Building an End-to-End Image Classification Web App with TensorFlow, Keras, and TensorFlow.js

Imagine a web application that can instantly identify objects from a user’s camera or uploaded photo — without sending a single byte of data to a server. No latency, no API costs, and full privacy. This is the promise of client-side machine learning, and it’s now within reach for any developer thanks to TensorFlow.js.

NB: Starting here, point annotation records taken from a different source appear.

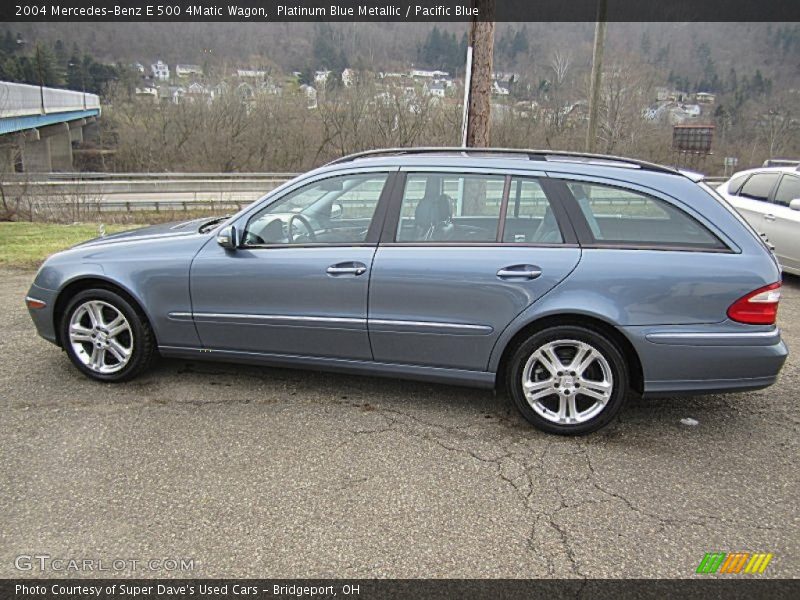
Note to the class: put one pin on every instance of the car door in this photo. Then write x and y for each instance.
(461, 255)
(297, 282)
(782, 224)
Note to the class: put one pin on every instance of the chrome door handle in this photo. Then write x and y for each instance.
(354, 270)
(519, 273)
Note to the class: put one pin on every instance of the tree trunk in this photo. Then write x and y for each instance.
(597, 75)
(481, 39)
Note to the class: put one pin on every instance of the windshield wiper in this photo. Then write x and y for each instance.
(208, 225)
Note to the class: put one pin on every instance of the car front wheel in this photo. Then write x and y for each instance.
(105, 337)
(568, 380)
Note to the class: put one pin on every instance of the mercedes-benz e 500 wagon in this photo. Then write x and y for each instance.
(571, 279)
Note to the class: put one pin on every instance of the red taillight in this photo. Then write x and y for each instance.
(759, 307)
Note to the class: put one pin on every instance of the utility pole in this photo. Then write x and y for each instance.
(479, 80)
(597, 74)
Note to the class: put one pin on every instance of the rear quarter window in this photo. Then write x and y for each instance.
(759, 186)
(620, 217)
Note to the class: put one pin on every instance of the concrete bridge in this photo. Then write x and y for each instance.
(39, 124)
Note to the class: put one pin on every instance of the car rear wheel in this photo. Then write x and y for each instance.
(568, 380)
(105, 337)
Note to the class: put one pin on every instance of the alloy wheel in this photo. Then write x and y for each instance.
(567, 381)
(101, 337)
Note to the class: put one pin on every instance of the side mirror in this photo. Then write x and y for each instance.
(227, 238)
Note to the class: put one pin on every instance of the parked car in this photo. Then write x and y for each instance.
(769, 198)
(571, 279)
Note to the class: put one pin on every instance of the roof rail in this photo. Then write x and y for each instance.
(530, 154)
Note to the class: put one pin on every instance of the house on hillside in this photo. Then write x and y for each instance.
(187, 70)
(160, 70)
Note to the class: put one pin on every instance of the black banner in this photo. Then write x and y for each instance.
(703, 587)
(265, 11)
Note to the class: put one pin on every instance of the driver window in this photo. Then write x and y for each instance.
(337, 210)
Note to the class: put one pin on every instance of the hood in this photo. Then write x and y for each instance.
(152, 232)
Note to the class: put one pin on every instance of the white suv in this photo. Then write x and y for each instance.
(769, 198)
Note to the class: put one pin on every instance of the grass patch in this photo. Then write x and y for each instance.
(26, 245)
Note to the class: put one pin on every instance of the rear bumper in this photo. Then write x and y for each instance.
(43, 317)
(725, 357)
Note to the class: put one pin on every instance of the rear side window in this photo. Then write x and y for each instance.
(735, 183)
(788, 190)
(623, 217)
(450, 207)
(759, 186)
(529, 218)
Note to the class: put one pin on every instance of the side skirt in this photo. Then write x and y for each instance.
(481, 379)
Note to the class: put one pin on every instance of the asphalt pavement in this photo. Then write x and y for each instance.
(254, 472)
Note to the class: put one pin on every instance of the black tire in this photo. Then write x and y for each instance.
(597, 414)
(140, 338)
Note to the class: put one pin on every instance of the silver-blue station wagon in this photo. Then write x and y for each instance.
(571, 279)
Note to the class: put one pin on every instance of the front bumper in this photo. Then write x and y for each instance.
(725, 357)
(43, 317)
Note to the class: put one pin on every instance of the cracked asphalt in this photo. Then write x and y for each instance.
(279, 473)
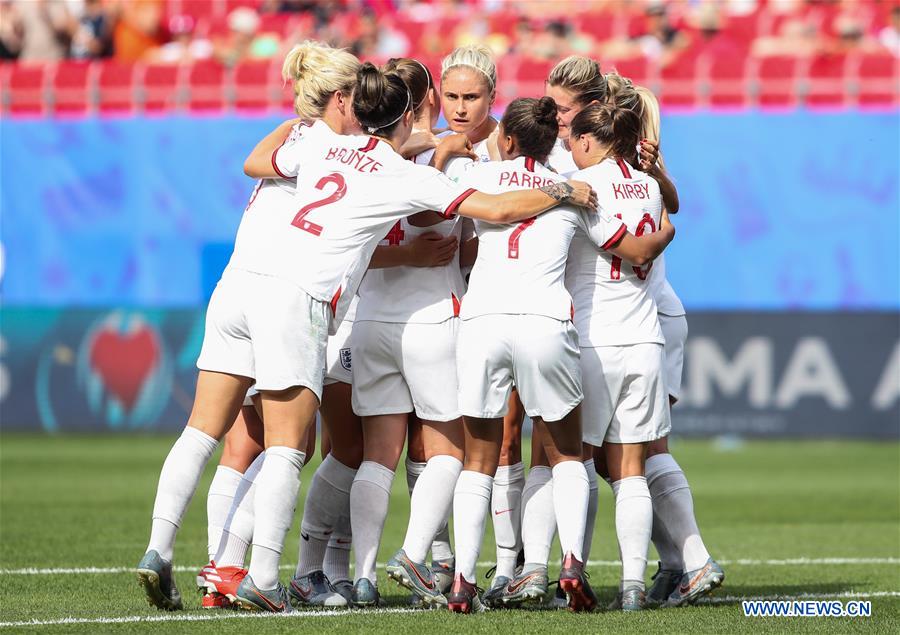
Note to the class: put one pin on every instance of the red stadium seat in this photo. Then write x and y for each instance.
(71, 90)
(253, 84)
(116, 87)
(206, 83)
(879, 78)
(26, 88)
(680, 80)
(728, 85)
(827, 83)
(161, 87)
(777, 81)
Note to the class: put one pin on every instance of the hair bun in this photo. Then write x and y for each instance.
(545, 110)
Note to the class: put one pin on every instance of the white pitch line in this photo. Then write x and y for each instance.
(205, 617)
(592, 563)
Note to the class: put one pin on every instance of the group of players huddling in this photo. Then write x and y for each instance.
(357, 244)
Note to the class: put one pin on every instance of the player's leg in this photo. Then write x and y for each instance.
(328, 500)
(216, 405)
(430, 506)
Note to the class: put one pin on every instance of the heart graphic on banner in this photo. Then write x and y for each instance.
(123, 361)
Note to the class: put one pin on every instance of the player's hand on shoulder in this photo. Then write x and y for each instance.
(432, 249)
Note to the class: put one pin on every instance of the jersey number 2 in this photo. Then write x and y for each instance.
(616, 269)
(300, 219)
(513, 252)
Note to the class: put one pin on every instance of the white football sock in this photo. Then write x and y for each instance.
(238, 530)
(634, 520)
(413, 470)
(337, 557)
(430, 504)
(178, 480)
(674, 504)
(277, 486)
(591, 517)
(369, 499)
(506, 503)
(570, 502)
(471, 504)
(538, 516)
(218, 504)
(327, 499)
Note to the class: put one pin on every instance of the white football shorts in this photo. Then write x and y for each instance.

In this comprehensive guide, you’ll learn how to train a state‑of‑the‑art image classifier using TensorFlow and Keras in Python, convert it to a browser‑friendly format with the TensorFlow.js converter, and deploy it in a web app that runs inferences entirely on the client side. We’ll cover everything from data preparation and transfer learning to JavaScript inference and performance optimization. By the end, you’ll have a fully functional web app that classifies images in real time.

Table of Contents#


What You’ll Learn#

  • How to prepare an image dataset for classification using tf.keras.utils.image_dataset_from_directory.
  • How to perform transfer learning with MobileNetV2 in Keras, including fine‑tuning.
  • How to convert a Keras model to TensorFlow.js using both the CLI and the Python API.
  • How to load the converted model in a browser and run predictions with tensorflow.js.
  • How to build a simple web app (vanilla JS or with React) that lets users upload images and see predictions.
  • Best practices for memory management, model size reduction (quantization), and avoiding CORS issues.

Prerequisites#

  • Python 3.8+ and basic familiarity with Jupyter notebooks or scripts.
  • Node.js and npm (for the web app).
  • A development environment with TensorFlow 2.x installed (pip install tensorflow).
  • Basic knowledge of HTML, CSS, and JavaScript.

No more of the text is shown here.